The receiver aboard the plane was a hand tuned four band Western Electric 20B communication receiver operating from 12 volt battery power. The four bands were the standard longwave, mediumwave, tropical shortwave and international short wave bands.

There was also the recently developed Bendix radio direction finder, a receiving loop that was attached on top of the cabin. This receiving attachment was tuned by the airplane's regular receiver.

The antenna systems were the V type doublet which was attached to the wing tips and the fuselage; normally a trailing long wire which apparently was accidentally or deliberately removed before the plane left Lae; and of course the above mentioned rotatable Bendix loop.

During the extended journey from Lae to Howland, Amelia made several aviation communications with other radio stations, on board ships and upon small islands. News about her progress across the Pacific was made known to the world news media, though no actual broadcasts from the plane were relayed by any of the mediumwave and shortwave radio broadcasting stations.

The American Coast Guard ship USCGS "Itasca" was anchored offshore at Howland Island during the Earhart events. This ship carried four transmitters for voice and Morse communication, and two operating positions with receivers. During the Earhart saga, one operator handled the regular maritime communications, and the other operator handled all communications regarding the Earhart events.

The "Itasca", with the callsign NRUI, passed on progressive information and media news to communication stations located in Hawaii, and this information was then relayed onwards for widespread dissemination in the continental United States and beyond via stations in California. The corresponding stations in Hawaii that cooperated in the Earhart search were:

Mediumwave stations KGMB & KGU in Honolulu broadcast special messages to Amelia Earhart, and they also updated local listeners with progressive news reports.

On Howland Island itself during the Earhart events, there were two radio transmitters; schoolboy settler Yat Fai Lum with his amateur station K6GNW, and a portable transmitter from the ship "Itasca" under the callsign NRUI2. These two transmitters carried communication traffic with nearby areas and fed their information into NRUI aboard the "Itasca."

Thus it was that all news and information about the Earhart saga from the Howland area was provided to Hawaii and then the United States from the ship "Itasca" anchored nearby.

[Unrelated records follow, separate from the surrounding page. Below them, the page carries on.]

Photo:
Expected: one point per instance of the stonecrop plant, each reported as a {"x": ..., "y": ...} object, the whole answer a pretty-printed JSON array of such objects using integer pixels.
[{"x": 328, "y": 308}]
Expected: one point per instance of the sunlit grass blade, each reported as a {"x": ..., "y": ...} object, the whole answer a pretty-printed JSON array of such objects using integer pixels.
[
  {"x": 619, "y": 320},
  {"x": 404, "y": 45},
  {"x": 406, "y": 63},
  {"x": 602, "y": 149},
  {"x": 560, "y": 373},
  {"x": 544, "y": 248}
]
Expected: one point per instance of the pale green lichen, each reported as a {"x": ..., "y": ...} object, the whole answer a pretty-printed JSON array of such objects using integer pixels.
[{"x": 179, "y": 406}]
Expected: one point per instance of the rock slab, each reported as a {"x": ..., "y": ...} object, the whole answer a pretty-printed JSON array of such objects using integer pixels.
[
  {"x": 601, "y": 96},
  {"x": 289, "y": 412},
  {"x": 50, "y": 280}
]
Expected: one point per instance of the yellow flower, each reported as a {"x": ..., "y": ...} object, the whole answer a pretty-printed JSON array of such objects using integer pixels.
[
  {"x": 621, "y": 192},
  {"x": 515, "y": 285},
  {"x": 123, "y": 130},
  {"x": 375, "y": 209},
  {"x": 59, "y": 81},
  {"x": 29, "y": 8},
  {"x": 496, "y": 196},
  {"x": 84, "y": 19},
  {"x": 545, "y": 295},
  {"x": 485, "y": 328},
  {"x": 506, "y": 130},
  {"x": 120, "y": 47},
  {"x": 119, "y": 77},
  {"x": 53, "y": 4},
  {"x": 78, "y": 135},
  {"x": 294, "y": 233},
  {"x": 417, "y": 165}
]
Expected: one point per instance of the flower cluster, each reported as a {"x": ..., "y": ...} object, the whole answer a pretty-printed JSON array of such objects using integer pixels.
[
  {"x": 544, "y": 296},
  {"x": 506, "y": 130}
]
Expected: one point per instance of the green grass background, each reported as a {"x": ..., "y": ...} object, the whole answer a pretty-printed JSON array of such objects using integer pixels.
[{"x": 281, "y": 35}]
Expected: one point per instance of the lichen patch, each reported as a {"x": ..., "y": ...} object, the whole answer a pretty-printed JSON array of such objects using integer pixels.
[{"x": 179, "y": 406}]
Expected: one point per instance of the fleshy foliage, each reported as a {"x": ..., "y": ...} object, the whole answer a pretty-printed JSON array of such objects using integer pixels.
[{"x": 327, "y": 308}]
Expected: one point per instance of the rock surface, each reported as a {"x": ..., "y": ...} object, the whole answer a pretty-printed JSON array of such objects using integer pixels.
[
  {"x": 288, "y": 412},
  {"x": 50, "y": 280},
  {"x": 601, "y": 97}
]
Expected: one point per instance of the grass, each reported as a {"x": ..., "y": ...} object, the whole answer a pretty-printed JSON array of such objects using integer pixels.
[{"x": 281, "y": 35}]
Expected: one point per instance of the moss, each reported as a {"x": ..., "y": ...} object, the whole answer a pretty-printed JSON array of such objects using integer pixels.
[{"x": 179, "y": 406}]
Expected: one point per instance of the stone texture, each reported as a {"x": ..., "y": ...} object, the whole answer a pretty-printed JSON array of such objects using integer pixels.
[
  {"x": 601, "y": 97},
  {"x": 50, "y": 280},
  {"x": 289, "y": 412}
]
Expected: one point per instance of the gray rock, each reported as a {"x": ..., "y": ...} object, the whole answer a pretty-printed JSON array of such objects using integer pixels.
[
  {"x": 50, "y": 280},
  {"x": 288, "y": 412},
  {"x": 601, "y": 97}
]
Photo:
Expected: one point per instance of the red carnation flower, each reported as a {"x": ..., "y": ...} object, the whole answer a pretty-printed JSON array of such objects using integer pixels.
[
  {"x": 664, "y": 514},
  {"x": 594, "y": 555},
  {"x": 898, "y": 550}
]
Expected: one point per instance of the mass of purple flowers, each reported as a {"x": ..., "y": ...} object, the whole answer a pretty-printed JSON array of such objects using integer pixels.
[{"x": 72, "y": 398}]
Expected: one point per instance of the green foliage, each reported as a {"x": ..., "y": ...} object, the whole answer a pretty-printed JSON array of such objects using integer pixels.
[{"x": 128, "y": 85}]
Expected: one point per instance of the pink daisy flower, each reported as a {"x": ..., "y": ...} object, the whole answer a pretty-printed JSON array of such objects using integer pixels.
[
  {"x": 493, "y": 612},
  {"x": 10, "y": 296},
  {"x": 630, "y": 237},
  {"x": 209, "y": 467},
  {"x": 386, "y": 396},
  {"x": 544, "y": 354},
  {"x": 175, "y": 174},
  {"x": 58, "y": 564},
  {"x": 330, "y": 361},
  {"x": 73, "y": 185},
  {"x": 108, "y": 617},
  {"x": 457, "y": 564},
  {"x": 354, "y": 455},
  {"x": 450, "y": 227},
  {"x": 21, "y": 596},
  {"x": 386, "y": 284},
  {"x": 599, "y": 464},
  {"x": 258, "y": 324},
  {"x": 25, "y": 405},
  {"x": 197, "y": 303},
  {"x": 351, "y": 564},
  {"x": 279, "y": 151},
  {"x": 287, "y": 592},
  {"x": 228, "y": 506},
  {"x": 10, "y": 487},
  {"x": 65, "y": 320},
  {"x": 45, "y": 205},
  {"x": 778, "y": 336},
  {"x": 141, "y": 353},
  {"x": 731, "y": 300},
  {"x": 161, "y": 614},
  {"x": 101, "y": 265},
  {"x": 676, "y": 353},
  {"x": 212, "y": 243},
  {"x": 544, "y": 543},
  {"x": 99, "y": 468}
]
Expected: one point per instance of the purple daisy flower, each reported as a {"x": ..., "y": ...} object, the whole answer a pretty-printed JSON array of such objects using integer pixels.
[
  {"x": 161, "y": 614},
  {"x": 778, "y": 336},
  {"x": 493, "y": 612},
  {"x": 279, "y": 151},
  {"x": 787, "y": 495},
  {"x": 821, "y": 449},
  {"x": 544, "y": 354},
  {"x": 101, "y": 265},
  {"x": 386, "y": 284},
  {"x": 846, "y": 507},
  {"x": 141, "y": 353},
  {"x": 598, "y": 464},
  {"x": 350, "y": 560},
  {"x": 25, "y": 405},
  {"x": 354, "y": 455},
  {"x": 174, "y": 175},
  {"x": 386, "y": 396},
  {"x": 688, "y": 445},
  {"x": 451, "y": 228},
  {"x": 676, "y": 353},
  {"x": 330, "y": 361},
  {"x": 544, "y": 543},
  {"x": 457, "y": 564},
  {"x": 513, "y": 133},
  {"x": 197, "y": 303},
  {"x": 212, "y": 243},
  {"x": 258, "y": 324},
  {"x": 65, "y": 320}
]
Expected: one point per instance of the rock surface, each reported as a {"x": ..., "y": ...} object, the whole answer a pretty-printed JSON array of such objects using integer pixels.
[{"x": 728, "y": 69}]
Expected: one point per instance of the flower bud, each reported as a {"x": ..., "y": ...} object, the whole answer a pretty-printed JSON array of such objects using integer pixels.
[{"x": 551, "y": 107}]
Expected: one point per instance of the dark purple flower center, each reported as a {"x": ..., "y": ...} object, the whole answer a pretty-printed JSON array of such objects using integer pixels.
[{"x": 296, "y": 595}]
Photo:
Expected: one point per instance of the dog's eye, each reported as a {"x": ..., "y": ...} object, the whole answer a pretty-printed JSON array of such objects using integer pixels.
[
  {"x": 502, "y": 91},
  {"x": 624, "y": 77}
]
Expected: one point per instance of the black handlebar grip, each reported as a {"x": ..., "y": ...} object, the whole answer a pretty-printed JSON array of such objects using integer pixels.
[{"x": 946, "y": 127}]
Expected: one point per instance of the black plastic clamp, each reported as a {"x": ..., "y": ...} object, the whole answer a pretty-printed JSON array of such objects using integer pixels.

These progressive reports were in the form of voice messages and news information that was copied and reported throughout the world.

Interestingly, there was an amateur radio operator on Howland Island for a short while in June of the following year under the callsign K6BAZ. Perhaps this occasion was part of a follow up search endeavor.

However, in subsequent events, the New Zealand DX Times in March 2000 provided an interesting item of additional radio information. Some years ago, there was supposedly a Republic of Howland & Baker out there in mid Pacific. Upon Howland island, it is stated, there was a mediumwave broadcasting station that was on the air as a part of the supposed Republic of Howland & Baker. This fictional micro-nation even operated its own bogus website!